Este deseo de tener una casa en propiedad fue espoleado por las entidades financieras, que aunque sabían que estos jóvenes vivían una situación laboral en el alambre, les concedieron hipotecas con unos requisitos poco menos que vergonzantes.

La solución fue ampliar el tiempo de pago de las hipotecas; en vez de hacerlas a 15 o a 20 años como las hicieron nuestros padres, las hipotecas de nuestra generación se pasaban a 40 o a 50 años. Aún así según el Consejo de la Juventud, la hipoteca se lleva, de media, el 51,2% del presupuesto de una pareja joven en la que trabajen sus dos miembros.

Aquellos jóvenes empezaron a vérselas y deseárselas para pagar sus hipotecas, justo en el momento en el que la burbuja inmobiliaria estalló. El principal motor de la economía española durante los últimos años se gripó, y eso tuvo un efecto demoledor en un país que había puesto todos los huevos en la misma cesta, la construcción.

Al estar toda la economía conectada a ese gigante, miles de empresas empezaron a cerrar y los primeros en caer fueron los más vulnerables, entre ellos los jóvenes con contrato temporal que habían contratado hipotecas a 40 y 50 años.

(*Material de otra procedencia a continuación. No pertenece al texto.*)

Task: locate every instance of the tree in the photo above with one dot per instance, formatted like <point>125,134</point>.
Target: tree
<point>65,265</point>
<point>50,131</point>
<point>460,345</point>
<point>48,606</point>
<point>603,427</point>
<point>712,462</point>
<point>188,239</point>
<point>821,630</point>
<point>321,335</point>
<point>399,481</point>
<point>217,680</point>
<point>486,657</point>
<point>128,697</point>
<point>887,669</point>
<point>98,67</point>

Sus hermanos pequeños fueron testigos de todo este proceso que se sumaba a muchos otros factores que acabaron convirtiendo España en un país al que se le han acabado las letras del abecedario para nombrar leyes de educación (LODE, LOGSE, LOUE...y podríamos seguir) y en el que el papel del profesor, tras el maremágnum normativo, ha sido totalmente vilipendiado y degradado, con remuneraciones vergonzosas y onerosas cargas de trabajo. Un país en el que unos medios de comunicación, principalmente la televisión, obsesionados por el share, fueron desterrando las programaciones infantil y juvenil y sustituyéndolos por sub-productos de entretenimiento.

Un lugar en el que la cultura del mérito y el trabajo ha sido desterrada de todos los territorios de la esfera pública y donde la "fama" y la ilusión del dínero fácil se han convertido en un fin.

Factores como la tele-basura o la corrupción urbanística generan una sensación de impunidad social en la que el que cumple las normas básicas de convivencia, como por ejemplo pagar impuestos, queda como un "pringao".

Y de estos polvos, vienen estos lodos. Hoy en día en España 562.100 jóvenes son "ni-ni", un 15% de los jóvenes entre 20 y 30 años. En 2009 1,4 millones de jóvenes en españoles estaban a la búsqueda de un empleo. No se trata precisamente de datos que espoleen la voluntad de hacer cosas en los que vienen por detrás.